Is there some where in which I can go and find the mutations?

Thanks for your interest in our paper.
You can find the genomic coordinates of sensitive and ultra-sensitive regions in Data File S3 provided with the supplement of the paper. For the cancer samples we analyzed, you will find the coordinates and detailed information for candidate drivers in Data File S6; this file also lists whether the mutations are in sensitive or ultra-sensitive regions.

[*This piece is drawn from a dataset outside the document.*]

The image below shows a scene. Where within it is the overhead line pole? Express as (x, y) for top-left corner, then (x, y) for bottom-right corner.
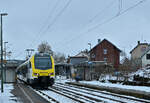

Annotation of SNPs as breaking or conserving TF motifs


Congrats with a very nice paper in Science (Khurana et al., 2013). I am particularly interested in how you are able to score variants in transcription factor binding sites. According to the supplementary methods you say that: "An SNV that breaks a motif is defined as a mutation that decreases the motif-matching score of the TF-binding site to the position weight matrix (PWM) of the motif (relative to the ancestral allele) (8). Conversely, an SNV that conserves a motif is defined as a mutation that increases the motif-matching score of the TF-binding site to the PWM of the motif."

This makes perfectly sense to me. But how do you define the TF-binding site in the first place? I would guess that you are applying a threshold on the motif-matching score here (to reduce the fraction of false positives), and that you then define disruption/conservation of the variant relative to this score. I cannot see any details with respect to this aspect in the paper (as far as I can see).

You refer to Mu et al. (NAR, 2011), I cannot however see any further details there.

I would very much appreciate an explanation of how you find the TF binding sites and if you use any PWM-score thresholds in this respect.


The set of motifs we used in the two papers are the set of TF motifs officially released by the ENCODE project and was used in the ENCODE main publication in 2012 too. The algorithm to detect the motifs is developed by Pouya at MIT. Here is more detail about it.

In our paper, we take these motif coordinates and categorized SNVs based on their functional effects you described.